Tonight we will read and study the sixth chapter of Ecclesiastes. It is conveniently split into two sections as we read. The first section is concerned with the concept of wealth, riches, and how man is best served to relate to these blessings. The second section is presented poetically, explaining the worth of a man (i.e., a person) and how our perspective must be properly managed so that we can minimize the vanity in our lives.
Verses 1-6: The Rich and the Stillborn
When God blesses a man with wealth and honor, yet it is consumed by someone else, this is vanity. The main idea here is familiar by now in this book: prosperity without the right context of enjoyment is useless. Why work and work and work if you are unable to enjoy the fruits of your labor? Other necessary ingredients to rightfully enjoying God’s blessings are having and expressing gratitude, not being wasteful, and sharing our blessings with others, particularly those that can stand to benefit most from our abundance.

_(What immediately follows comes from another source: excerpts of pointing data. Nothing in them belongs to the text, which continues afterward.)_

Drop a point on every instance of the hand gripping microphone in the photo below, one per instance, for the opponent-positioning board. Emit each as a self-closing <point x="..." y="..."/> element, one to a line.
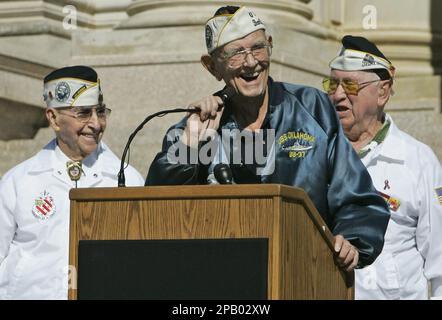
<point x="225" y="94"/>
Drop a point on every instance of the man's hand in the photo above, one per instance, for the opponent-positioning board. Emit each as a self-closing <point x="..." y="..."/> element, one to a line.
<point x="202" y="125"/>
<point x="347" y="256"/>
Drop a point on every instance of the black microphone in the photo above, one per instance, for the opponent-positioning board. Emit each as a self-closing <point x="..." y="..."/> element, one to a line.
<point x="223" y="173"/>
<point x="225" y="94"/>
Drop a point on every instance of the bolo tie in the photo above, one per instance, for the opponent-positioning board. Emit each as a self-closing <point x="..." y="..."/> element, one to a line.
<point x="74" y="170"/>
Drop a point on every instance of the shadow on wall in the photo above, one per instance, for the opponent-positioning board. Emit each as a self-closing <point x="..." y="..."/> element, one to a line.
<point x="20" y="120"/>
<point x="436" y="41"/>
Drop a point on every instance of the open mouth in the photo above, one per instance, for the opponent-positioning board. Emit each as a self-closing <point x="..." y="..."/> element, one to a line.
<point x="250" y="77"/>
<point x="89" y="136"/>
<point x="341" y="108"/>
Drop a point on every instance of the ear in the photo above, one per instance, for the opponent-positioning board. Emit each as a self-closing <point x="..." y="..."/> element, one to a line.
<point x="384" y="93"/>
<point x="51" y="115"/>
<point x="208" y="63"/>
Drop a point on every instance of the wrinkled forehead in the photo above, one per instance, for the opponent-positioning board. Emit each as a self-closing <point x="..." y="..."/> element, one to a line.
<point x="353" y="75"/>
<point x="247" y="41"/>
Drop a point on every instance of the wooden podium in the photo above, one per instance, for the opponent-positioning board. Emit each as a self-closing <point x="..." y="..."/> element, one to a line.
<point x="300" y="251"/>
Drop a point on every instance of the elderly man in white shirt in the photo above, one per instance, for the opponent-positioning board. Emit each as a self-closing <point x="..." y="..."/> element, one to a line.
<point x="34" y="195"/>
<point x="405" y="172"/>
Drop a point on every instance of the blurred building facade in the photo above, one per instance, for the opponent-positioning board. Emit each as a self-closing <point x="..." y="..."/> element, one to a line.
<point x="147" y="53"/>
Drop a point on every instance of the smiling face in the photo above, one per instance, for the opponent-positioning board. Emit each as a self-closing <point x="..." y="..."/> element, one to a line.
<point x="76" y="139"/>
<point x="249" y="78"/>
<point x="359" y="113"/>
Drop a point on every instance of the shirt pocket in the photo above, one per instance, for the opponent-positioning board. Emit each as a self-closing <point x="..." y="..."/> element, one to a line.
<point x="12" y="270"/>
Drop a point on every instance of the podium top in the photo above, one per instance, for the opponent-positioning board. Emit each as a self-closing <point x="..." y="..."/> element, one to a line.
<point x="189" y="192"/>
<point x="236" y="191"/>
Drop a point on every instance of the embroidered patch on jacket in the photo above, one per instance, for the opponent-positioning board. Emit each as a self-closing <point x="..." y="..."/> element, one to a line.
<point x="296" y="144"/>
<point x="439" y="194"/>
<point x="393" y="203"/>
<point x="44" y="206"/>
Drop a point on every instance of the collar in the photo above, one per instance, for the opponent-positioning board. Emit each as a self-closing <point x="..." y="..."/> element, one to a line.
<point x="377" y="139"/>
<point x="392" y="148"/>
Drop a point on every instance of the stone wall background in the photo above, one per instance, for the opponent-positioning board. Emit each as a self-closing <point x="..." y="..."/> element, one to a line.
<point x="147" y="56"/>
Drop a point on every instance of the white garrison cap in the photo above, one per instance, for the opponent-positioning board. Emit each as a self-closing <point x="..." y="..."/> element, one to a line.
<point x="72" y="87"/>
<point x="225" y="28"/>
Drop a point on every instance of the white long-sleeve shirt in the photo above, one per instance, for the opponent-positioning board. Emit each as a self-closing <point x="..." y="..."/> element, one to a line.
<point x="34" y="219"/>
<point x="409" y="176"/>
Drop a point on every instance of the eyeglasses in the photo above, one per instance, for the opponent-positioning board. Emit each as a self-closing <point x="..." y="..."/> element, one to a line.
<point x="84" y="114"/>
<point x="236" y="58"/>
<point x="350" y="86"/>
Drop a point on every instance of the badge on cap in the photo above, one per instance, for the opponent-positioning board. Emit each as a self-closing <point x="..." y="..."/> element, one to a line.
<point x="44" y="206"/>
<point x="62" y="91"/>
<point x="74" y="170"/>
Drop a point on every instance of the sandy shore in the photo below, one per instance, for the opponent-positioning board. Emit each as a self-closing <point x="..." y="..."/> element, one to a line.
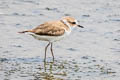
<point x="92" y="53"/>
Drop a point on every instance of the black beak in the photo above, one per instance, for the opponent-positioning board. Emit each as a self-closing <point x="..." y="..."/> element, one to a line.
<point x="80" y="26"/>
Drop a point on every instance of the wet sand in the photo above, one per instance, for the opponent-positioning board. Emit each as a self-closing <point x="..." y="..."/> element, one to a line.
<point x="92" y="53"/>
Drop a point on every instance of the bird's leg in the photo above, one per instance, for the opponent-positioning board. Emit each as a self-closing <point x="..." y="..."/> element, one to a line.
<point x="46" y="51"/>
<point x="52" y="52"/>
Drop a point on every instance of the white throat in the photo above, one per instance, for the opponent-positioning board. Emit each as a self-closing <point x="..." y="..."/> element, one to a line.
<point x="66" y="23"/>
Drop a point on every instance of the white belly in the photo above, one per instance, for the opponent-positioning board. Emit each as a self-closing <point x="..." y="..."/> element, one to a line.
<point x="48" y="38"/>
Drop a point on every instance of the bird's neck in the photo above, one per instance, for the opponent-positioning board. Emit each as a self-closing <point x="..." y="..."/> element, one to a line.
<point x="67" y="24"/>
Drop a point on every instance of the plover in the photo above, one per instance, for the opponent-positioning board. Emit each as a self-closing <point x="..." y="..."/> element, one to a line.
<point x="53" y="31"/>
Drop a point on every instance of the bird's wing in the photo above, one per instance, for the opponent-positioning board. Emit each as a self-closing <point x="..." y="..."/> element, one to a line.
<point x="49" y="30"/>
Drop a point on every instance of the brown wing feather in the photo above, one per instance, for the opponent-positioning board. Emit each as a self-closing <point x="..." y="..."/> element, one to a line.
<point x="49" y="30"/>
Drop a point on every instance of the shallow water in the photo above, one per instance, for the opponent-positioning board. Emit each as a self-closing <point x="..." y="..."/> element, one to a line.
<point x="92" y="53"/>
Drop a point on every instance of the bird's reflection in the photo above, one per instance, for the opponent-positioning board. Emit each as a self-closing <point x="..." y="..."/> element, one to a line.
<point x="49" y="72"/>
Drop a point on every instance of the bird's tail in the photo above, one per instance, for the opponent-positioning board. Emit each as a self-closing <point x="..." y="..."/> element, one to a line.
<point x="25" y="31"/>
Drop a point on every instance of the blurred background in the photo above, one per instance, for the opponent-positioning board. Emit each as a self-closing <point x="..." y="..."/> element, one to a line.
<point x="92" y="53"/>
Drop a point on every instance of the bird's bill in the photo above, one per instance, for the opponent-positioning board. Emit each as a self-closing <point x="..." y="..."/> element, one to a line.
<point x="80" y="26"/>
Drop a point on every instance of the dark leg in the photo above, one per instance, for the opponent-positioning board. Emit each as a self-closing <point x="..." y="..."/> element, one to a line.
<point x="46" y="51"/>
<point x="52" y="51"/>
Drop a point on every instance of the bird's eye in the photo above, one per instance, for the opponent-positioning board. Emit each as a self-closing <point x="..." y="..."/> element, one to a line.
<point x="73" y="22"/>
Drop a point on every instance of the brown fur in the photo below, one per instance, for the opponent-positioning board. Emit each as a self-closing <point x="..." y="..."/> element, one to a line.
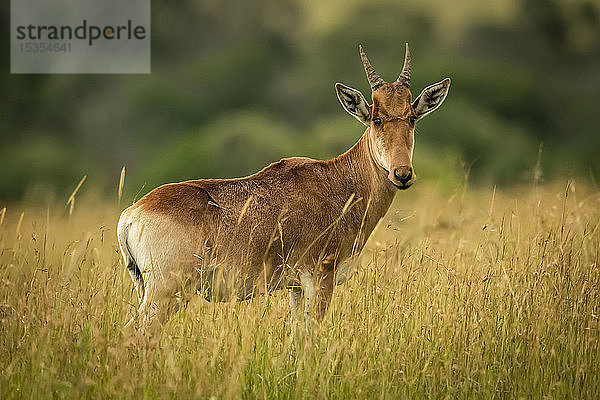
<point x="295" y="221"/>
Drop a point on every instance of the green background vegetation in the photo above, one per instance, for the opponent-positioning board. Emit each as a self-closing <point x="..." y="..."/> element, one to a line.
<point x="236" y="85"/>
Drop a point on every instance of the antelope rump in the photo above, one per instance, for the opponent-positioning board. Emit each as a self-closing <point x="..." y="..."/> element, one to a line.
<point x="298" y="224"/>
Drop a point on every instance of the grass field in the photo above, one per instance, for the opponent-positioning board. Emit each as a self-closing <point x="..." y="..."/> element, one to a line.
<point x="466" y="293"/>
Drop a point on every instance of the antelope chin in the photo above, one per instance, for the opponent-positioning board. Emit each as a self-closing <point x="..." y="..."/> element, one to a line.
<point x="402" y="187"/>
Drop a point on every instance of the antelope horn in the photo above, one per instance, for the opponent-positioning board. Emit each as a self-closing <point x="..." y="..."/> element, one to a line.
<point x="404" y="77"/>
<point x="374" y="80"/>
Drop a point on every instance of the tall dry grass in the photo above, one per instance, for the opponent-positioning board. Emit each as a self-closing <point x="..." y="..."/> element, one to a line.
<point x="459" y="294"/>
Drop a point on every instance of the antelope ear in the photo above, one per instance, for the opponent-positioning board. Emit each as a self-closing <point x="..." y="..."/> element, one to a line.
<point x="354" y="102"/>
<point x="431" y="98"/>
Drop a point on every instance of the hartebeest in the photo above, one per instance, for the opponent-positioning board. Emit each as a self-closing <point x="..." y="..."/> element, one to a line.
<point x="297" y="224"/>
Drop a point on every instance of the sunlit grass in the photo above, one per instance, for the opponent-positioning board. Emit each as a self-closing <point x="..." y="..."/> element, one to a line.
<point x="476" y="293"/>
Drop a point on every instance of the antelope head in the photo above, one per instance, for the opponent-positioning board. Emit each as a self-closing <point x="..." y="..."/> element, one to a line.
<point x="392" y="117"/>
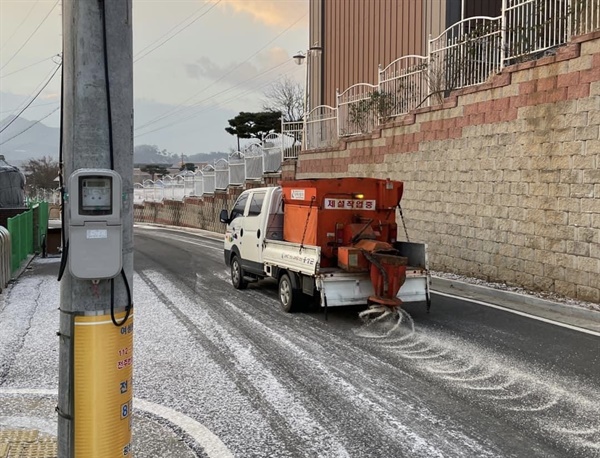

The second way this idea is expressed in verses 3-6 is dramatic. The image of a stillborn child is described and presented as preferable to the man that cannot properly enjoy his blessings. It is difficult to conjure up an image that is more sad than that of a child that is born dead. Within our value system, the wealthy man with many blessings is oftentimes the goal. To compare the wealthy man with a stillborn child is one thing, but then to say that the stillborn child had a preferable existence seems absurd. But, we should not let our tendencies blind us to the wisdom in this passage. Remember, the context of Ecclesiastes is eternal, and there is profound wisdom behind this comparison, even if it does seem absurd.
In the eventuality of judgment day, all we have to be judged by and all we bring before God is how we have obeyed Him and what we have done for Him while we were alive. A man, working endlessly yet not enjoying the blessings that result from his work, has no opportunity to thank God for the fruits of his work. His existence is hollow and his perspective is warped because he does not understand why he is working. In the end, his efforts are meaningless because they contributed to nothing for himself; because of the futility and vanity of these efforts, they are worth less than the life of a stillborn child, for even the stillborn child enjoyed peace, while the man did not. The man did not understand rest or goodness. But the stillborn child at least had rest.
The main idea is to live with the proper context spiritually, enjoying God’s blessings and sharing with others. If we work and work and work for nothing, it can be endless and there is no room for us to consider God within the context of such a life.
Verses 7-12: Working for What?
Even though we work to sustain our bodies and our lives, this work cannot satisfy our souls. The eternity in our hearts still seeks God. Despite our efforts to satisfy our soul with things of and on the earth, it cannot be done. Our flesh keeps us earthbound, but our spirits can be filled by seeking and obeying the living God. Only God can provide respite from the toil, pain and endlessness that life on earth offers.